The external area of the pancreatic tissue involved by myofibroblastic cells of the IMT [Low power magnification - Hematoxylin and eosin stain (C)]. Discussion IMT is a histopathologic MI-503 mouse entity previously known as an inflammatory pseudotumor which was initially reported in 1990 in the pulmonary system [4]. Different names have been used to describe this entity, such as plasma cell granuloma, plasma

cell pseudotumor, inflammatory fibroxanthoma, inflammatory pseudotumor and histiocytoma [5]. The histological features vary slightly from site to site, which may, at least in part, be related to differences in the phase of the lesion’s development at the time of the detection. Representative features include the presence of a myofibroblastic proliferation Selleckchem CAL 101 and a varying degree of inflammatory infiltrates, mainly consisting of lymphocytes, histiocytes and plasma cells [6]. A number of the clinical and pathological features of IMT suggest the possibility that this lesion is more similar to a neoplasm than an inflammatory lesion [7]. Some investigators argue that IMT may be a true sarcoma and prefer the term inflammatory fibrosarcoma [7–9]. Whether IMT and inflammatory fibrosarcoma are actually the same tumor or different entities, it is remains controversial. Now, it is generally accepted that IMT is indeed

a true neoplasm with a wide spectrum of histopathological behavior, varying from benign lesions to rare aggressive tumors [7]. Recently, inflammatory fibrosarcoma has become included in the spectrum of inflammatory myofibroblastic proliferations [10]. Although IMT occurs more frequently in the pulmonary system

but it had been described in a wide variety of other organs [6]. In a clinicopathologic and immunohistochemical study of 84 cases of extrapulmonary IMT, the involved organs were intra-abdominal sites in 49 cases (58.4%), upper respiratory tract in 9 cases (10.7%), genitourinary tract in 8 cases (9.5%), trunk in 8 cases (9.5%), pelvis and retroperitoneum in 4 cases (4.8%), extremities in 3 cases (3.6%), Cediranib (AZD2171) and head and neck in 3 cases (3.6%) [11–13]. Furthermore, IMT has also been reported in the orbit [14], salivary glands [15], spleen [16–18], liver [19, 20], urinary bladder and soft tissues [20, 21], skin [22], kidneys [23], heart [24] and central nervous system [25]. IMT of the pancreas is rare.

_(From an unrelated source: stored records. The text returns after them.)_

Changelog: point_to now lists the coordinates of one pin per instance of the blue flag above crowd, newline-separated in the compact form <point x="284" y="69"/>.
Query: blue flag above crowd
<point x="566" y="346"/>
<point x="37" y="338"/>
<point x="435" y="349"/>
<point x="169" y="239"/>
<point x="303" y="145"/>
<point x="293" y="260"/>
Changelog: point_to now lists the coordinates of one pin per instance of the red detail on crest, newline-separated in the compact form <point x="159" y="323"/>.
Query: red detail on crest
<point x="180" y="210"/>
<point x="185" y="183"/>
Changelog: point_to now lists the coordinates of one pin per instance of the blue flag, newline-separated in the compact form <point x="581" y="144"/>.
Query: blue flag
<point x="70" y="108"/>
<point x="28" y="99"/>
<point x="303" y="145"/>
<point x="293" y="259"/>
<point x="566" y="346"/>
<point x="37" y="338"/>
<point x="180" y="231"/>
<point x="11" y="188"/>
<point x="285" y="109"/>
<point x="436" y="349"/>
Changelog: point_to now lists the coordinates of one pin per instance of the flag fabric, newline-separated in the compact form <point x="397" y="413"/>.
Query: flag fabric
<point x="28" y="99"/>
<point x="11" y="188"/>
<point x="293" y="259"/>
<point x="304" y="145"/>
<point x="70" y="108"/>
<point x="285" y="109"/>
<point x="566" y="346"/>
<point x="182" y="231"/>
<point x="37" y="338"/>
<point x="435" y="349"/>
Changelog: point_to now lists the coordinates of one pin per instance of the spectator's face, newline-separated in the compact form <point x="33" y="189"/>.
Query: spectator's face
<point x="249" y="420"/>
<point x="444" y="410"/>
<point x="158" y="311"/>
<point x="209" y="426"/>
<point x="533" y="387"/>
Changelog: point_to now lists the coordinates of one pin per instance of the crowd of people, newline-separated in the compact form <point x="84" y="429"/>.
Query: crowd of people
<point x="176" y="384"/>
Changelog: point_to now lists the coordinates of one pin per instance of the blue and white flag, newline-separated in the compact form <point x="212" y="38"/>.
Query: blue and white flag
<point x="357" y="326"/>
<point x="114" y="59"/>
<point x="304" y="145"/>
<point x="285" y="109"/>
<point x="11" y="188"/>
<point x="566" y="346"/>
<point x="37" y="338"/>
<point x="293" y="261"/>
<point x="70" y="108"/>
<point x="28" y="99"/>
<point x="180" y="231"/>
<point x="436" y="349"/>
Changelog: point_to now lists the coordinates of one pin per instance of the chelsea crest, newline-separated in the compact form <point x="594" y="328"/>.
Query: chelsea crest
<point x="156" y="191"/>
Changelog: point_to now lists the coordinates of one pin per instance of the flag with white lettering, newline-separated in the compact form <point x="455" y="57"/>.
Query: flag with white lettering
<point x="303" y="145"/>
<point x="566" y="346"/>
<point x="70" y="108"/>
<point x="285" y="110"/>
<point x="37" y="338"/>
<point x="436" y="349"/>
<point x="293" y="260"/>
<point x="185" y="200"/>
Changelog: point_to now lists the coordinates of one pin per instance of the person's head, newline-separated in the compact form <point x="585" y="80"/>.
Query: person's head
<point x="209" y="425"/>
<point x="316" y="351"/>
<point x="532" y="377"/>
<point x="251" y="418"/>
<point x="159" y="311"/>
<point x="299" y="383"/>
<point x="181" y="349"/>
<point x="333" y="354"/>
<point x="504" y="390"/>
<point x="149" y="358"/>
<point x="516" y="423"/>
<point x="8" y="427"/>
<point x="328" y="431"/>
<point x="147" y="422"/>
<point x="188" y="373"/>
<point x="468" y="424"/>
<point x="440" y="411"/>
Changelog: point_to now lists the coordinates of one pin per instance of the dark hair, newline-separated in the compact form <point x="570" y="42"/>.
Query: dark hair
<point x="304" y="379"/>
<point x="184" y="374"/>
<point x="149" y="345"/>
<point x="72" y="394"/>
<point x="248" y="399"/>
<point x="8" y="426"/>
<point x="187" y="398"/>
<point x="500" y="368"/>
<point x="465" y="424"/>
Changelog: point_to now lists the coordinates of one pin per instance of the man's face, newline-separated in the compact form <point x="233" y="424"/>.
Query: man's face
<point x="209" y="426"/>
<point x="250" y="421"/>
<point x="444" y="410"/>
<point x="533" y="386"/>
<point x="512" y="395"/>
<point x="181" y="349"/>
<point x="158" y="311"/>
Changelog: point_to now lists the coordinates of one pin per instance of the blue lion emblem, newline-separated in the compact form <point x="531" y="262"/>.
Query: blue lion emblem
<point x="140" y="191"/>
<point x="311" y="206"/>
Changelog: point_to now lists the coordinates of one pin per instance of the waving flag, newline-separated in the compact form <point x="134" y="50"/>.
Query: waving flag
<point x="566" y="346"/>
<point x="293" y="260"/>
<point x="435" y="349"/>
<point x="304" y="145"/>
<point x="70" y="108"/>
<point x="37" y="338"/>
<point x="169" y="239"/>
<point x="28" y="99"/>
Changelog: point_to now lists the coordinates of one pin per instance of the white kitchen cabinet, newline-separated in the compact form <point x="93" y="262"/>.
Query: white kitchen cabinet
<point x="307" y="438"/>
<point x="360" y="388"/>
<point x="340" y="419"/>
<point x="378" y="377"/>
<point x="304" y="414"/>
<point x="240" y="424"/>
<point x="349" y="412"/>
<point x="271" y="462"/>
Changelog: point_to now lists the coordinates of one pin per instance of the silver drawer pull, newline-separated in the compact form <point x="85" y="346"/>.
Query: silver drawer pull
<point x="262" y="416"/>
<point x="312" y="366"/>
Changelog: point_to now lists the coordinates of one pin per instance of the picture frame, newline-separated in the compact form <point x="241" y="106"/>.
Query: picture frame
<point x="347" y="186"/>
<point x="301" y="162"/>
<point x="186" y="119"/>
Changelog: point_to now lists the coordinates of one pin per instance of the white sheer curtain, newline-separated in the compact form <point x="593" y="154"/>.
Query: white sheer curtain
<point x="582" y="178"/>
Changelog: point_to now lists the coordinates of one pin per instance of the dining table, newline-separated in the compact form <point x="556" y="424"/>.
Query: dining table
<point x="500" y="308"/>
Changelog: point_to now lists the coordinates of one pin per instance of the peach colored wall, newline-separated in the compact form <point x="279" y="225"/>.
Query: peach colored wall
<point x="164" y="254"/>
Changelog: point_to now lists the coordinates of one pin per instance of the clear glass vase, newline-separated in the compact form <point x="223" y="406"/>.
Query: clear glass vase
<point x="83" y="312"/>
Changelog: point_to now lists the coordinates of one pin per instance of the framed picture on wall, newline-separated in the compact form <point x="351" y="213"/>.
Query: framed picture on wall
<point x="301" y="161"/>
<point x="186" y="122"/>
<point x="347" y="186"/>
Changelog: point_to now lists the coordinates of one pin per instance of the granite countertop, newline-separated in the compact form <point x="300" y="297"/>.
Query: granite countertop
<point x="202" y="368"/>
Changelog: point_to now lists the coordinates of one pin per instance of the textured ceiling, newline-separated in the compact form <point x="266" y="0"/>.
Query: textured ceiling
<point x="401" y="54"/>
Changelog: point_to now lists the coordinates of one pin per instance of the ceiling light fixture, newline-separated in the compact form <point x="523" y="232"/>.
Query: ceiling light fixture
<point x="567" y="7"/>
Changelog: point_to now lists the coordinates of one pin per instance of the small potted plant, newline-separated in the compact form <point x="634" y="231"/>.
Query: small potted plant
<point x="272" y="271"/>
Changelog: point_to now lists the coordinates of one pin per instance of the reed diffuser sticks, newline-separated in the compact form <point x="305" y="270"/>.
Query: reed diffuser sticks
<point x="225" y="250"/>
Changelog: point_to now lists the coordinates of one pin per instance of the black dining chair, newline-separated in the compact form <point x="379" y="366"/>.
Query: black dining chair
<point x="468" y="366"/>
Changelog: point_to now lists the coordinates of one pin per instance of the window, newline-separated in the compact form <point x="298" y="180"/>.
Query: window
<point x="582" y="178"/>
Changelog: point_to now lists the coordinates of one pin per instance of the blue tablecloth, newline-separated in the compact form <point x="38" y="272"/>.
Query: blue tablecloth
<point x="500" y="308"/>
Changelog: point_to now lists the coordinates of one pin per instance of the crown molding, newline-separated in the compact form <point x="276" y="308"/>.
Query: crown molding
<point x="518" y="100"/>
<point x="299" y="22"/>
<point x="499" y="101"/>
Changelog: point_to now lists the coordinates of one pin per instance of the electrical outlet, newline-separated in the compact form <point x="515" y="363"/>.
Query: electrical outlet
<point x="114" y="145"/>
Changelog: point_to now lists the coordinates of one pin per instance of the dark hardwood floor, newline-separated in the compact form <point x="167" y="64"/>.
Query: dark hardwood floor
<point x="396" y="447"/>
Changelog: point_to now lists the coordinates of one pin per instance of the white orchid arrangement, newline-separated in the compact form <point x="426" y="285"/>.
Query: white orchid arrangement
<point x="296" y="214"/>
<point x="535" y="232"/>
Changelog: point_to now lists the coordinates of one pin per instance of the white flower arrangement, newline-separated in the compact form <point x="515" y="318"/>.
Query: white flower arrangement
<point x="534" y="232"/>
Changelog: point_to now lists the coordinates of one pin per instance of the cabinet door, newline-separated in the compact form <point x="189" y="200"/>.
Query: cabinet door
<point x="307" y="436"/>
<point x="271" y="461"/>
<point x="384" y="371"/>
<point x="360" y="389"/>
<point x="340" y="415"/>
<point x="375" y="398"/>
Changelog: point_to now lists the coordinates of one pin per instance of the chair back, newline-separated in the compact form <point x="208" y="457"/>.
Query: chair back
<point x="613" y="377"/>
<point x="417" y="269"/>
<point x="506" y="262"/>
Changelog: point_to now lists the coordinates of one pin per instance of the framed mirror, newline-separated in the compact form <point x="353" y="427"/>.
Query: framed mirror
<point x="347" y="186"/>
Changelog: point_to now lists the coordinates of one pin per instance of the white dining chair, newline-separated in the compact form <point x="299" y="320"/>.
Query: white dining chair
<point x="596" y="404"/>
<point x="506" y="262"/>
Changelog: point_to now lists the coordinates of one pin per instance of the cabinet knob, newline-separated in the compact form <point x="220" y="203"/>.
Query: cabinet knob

Only 27 cases of IMT located in the pancreas have been reported in English literature [5, 6, 26–43]. The age distribution of IMT of the pancreas resembled that of in pulmonary system ranging 2.5 to 70 years. IMT equally affects males and females. Commonly, the clinical presentation of IMT of the pancreas is a mass discovered incidentally by imaging investigations for other reasons. The presenting symptoms and signs of pancreatic IMT were abdominal pain (65.4%), unintentional weight loss (42.3%), jaundice (38.